Well! I managed to find a few minutes to pen a verse (below) on the concept you so kindly portrayed in your post. You will note that I have not mentioned stomas as the focus of the subject, as it seems to be pertinent to a much wider audience and, at present, I am finishing off a book of rhymes on domestic/covert bullying.
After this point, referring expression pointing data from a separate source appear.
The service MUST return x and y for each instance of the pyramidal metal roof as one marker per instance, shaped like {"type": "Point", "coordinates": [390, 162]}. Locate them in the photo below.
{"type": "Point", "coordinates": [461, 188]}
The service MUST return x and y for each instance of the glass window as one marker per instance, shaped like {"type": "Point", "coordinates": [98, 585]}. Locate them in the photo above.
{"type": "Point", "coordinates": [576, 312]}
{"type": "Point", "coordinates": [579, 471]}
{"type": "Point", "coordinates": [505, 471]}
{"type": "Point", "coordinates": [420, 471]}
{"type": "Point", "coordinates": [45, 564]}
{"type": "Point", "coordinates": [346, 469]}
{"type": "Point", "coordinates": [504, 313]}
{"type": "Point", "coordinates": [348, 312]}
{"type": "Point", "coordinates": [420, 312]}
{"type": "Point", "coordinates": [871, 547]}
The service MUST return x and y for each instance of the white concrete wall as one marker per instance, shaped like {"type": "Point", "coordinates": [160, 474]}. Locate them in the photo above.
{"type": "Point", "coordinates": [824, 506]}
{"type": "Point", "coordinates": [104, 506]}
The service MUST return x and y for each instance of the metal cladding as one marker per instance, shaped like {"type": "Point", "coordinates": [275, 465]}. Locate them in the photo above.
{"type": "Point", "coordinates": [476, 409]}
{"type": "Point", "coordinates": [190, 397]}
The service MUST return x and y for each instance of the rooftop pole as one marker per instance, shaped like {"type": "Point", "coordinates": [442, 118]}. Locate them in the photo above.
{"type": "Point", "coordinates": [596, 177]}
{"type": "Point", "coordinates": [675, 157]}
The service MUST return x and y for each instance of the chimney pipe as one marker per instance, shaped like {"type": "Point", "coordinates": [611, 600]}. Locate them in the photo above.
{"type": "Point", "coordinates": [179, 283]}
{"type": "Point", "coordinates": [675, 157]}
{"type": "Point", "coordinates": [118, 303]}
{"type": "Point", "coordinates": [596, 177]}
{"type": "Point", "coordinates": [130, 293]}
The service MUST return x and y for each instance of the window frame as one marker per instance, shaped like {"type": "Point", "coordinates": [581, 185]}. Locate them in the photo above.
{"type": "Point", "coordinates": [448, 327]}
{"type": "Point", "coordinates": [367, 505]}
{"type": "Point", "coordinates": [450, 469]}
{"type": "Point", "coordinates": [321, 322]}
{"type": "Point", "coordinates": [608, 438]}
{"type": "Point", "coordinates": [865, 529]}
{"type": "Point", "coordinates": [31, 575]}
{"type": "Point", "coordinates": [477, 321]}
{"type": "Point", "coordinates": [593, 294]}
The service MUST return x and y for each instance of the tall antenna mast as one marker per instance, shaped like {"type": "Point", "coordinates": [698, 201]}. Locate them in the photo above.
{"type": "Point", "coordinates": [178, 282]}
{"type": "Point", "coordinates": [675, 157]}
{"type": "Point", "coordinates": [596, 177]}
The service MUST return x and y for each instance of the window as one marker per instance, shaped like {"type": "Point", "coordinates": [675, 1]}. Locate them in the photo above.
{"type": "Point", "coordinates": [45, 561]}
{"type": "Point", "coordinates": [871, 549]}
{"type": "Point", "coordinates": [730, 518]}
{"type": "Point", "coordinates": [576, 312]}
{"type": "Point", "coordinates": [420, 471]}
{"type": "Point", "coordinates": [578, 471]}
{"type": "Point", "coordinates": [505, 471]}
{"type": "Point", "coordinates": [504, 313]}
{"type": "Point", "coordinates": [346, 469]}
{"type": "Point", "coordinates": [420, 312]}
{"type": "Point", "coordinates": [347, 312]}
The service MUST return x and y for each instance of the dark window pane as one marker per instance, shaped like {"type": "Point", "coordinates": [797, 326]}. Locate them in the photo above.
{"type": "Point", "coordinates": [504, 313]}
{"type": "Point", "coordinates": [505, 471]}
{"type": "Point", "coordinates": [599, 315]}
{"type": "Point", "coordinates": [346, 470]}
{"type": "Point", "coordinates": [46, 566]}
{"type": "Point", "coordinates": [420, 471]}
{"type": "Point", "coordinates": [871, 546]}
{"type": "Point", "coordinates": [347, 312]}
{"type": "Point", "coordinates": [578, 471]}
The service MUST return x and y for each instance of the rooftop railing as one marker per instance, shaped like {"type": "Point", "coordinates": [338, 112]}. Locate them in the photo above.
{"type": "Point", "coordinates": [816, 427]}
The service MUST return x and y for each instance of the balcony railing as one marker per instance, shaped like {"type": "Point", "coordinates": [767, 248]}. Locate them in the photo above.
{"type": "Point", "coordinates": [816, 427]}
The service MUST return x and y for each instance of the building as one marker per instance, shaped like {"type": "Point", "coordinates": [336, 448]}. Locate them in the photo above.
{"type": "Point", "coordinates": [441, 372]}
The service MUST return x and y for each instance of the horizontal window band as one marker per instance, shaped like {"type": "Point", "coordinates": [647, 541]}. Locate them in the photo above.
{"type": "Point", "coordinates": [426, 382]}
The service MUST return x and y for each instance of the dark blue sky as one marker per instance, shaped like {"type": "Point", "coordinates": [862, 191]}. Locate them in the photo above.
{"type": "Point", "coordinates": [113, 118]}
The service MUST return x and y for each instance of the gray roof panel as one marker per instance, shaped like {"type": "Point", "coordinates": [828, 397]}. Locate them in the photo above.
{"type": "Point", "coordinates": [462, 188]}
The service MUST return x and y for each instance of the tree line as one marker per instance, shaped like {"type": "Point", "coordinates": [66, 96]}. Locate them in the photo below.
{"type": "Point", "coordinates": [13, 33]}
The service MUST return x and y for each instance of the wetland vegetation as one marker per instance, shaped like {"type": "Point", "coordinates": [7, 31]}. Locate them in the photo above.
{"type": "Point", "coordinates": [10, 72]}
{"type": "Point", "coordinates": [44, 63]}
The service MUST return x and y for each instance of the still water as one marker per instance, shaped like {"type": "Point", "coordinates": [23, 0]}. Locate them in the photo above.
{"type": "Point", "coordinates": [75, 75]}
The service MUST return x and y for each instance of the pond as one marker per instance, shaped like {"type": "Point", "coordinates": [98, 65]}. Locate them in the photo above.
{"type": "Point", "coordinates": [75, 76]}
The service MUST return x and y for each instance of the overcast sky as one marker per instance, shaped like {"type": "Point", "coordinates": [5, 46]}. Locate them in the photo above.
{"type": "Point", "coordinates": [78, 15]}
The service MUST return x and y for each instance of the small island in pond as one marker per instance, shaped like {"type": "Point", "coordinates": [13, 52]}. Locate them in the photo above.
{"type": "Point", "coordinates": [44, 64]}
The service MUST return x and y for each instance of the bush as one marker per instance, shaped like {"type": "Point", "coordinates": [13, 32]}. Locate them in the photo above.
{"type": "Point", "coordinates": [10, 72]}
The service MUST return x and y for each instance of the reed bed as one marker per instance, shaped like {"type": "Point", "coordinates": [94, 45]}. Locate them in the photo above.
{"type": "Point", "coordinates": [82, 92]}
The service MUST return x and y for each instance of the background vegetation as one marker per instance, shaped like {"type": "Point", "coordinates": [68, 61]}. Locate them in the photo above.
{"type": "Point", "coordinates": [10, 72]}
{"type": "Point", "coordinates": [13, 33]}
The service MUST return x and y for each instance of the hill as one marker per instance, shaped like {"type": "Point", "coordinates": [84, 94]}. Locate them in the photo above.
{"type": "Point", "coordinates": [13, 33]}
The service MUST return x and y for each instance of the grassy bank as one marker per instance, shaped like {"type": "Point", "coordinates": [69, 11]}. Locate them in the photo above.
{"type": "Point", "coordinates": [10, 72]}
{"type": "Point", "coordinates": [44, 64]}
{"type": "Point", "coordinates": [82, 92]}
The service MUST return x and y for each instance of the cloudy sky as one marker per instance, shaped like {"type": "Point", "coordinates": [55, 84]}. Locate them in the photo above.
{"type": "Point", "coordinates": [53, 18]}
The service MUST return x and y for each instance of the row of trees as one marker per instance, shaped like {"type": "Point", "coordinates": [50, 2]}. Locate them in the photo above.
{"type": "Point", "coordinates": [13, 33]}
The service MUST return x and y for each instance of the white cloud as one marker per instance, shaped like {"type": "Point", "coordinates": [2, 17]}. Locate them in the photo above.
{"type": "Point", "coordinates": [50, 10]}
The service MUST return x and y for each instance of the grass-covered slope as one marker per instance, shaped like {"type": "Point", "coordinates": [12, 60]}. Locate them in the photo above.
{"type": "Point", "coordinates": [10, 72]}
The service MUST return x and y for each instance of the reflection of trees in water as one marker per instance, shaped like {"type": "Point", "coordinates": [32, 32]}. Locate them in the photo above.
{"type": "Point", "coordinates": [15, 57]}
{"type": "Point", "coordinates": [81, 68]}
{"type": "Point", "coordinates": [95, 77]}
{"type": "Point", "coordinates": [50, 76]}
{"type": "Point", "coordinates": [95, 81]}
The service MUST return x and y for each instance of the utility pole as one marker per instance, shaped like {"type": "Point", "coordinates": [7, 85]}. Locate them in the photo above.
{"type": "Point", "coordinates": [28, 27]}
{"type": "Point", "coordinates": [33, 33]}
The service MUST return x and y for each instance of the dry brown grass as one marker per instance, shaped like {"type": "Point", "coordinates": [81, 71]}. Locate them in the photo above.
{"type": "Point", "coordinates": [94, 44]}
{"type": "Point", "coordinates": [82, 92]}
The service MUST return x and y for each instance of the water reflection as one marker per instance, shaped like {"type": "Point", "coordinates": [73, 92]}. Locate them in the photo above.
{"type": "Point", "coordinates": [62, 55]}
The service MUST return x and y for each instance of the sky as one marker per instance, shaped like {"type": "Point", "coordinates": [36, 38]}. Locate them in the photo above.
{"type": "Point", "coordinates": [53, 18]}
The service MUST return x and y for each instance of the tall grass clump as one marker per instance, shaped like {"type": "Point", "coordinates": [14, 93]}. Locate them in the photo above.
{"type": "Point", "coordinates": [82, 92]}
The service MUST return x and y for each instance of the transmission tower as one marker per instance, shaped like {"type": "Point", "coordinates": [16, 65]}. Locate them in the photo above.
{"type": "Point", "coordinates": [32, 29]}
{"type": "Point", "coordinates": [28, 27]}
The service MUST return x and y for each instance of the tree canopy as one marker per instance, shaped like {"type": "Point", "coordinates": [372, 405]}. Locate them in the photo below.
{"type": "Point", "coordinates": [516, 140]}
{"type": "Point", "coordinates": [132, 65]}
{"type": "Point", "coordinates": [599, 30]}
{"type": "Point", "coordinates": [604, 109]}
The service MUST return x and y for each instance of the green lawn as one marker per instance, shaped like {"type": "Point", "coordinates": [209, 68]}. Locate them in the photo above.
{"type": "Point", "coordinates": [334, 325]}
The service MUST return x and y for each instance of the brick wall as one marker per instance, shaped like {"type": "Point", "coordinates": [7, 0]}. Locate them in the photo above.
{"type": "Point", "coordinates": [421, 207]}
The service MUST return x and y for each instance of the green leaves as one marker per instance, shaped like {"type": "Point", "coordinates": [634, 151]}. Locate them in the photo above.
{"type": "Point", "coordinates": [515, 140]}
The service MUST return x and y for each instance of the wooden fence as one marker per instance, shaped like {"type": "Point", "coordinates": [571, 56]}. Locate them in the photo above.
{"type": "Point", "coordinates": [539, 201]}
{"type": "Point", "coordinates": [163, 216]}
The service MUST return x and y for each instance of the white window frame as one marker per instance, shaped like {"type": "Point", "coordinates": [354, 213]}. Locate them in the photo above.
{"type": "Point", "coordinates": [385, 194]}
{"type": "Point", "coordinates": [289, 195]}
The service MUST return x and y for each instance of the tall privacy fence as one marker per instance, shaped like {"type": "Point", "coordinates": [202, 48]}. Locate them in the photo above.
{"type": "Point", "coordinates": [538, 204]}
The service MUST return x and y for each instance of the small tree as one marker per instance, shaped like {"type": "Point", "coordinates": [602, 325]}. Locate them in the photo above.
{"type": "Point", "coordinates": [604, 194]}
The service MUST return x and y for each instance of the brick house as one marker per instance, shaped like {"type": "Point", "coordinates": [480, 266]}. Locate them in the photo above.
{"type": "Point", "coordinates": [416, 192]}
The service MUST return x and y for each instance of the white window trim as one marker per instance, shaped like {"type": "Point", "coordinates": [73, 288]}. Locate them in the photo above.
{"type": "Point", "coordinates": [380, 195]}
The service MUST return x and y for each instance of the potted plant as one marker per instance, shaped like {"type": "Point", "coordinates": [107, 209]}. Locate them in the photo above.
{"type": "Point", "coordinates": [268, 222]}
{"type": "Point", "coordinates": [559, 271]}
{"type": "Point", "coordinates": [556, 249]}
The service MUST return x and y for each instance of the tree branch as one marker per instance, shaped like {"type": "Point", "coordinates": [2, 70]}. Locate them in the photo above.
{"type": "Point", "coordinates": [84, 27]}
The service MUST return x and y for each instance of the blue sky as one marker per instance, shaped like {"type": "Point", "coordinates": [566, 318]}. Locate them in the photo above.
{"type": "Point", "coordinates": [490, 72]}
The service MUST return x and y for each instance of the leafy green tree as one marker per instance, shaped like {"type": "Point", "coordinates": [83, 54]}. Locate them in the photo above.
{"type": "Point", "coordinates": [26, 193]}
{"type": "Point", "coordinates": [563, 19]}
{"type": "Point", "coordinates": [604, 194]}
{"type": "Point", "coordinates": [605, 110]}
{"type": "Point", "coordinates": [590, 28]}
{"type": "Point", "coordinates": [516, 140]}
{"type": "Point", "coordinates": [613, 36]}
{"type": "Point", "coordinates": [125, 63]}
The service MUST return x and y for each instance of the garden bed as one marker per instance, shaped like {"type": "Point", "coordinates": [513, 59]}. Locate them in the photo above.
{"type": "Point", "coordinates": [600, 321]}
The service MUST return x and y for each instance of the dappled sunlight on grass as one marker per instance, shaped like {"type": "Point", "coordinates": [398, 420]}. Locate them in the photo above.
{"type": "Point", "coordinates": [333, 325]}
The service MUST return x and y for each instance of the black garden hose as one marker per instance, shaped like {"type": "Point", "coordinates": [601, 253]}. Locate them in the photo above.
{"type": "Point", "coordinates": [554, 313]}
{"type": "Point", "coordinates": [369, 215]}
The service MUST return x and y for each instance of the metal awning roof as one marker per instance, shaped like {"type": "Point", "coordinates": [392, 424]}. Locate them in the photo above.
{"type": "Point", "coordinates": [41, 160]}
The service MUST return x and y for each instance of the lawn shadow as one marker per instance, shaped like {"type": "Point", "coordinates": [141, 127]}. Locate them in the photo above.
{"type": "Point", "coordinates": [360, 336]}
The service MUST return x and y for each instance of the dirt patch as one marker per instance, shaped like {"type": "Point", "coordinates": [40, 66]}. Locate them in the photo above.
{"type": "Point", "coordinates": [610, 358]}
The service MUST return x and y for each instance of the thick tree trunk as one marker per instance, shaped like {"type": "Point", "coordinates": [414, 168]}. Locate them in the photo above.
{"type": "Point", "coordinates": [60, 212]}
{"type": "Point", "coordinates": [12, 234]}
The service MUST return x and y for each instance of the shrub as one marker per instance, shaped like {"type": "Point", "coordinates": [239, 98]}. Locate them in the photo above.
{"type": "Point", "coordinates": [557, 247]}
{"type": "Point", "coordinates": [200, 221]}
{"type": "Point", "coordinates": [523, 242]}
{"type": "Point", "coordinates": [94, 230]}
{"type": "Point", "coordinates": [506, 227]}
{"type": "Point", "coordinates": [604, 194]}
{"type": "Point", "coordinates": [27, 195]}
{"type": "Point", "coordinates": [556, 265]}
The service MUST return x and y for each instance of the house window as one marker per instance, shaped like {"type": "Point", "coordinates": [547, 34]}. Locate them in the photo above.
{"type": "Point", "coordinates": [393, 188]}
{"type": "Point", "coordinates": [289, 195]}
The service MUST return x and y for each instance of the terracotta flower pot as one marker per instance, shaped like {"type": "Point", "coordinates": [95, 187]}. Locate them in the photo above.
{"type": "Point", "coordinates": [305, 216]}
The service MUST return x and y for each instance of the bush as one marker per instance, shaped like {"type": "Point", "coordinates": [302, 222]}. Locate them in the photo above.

Thus, this verse will form a small part of that rhyming discussion.
I acknowledge your contribution and thank you for that.
Best wishes
Bill

I AM A SURVIVOR, BUT ALSO A THRIVER.

I feel I am a survivor,
but, more than this, I am a thriver,
for all those things that I endured
have help me grow and so matured.

Bad things can happen in a life,
which will cause misery and strife,
and if you let them get to you
they colour what you think and do.

Yet if you do not run and hide,
but try to take things in your stride,
you’ll not get stuck within that hole
but become strong, with self-control.

These beastly, nasty things are not
the only things in life you’ve got.
So, once you get control of these,
you can do just as you please.

Some people tell me that they feel,
only the ‘physical’ is ‘real’,
which means they are not on their guard
for mental stuff, which makes it hard.

Of course, the physical can hurt,
but we must always be alert
not only to what is overt,
but to the crap that is covert.

If emotions are suppressed
often people get depressed.
It’s healthier to deal with this,
and thus, avoid coming amiss.

If you don’t let emotions dive,
there’s little doubt you will survive.
Then, you can set you goals and strive
to make sure that you also thrive.

Be Withers 2021
Jun 25, 2021
Bill : Hello Suzie.
I can definitely relate to your post and the reasons for writing one's thoughts down. I tend to do it in rhyming verse but it seems that you are not 'unaversed' to doing the same - I quote " I am a survivor, but I am also a thriver". I will try to use this concept in a verse of my own as soon as I can put my mind to it.
Best wishes
Bill
Jun 25, 2021
HenryM : Reading what you've written here reminds me of me long ago. My surgery was in '64. You're going to be okay.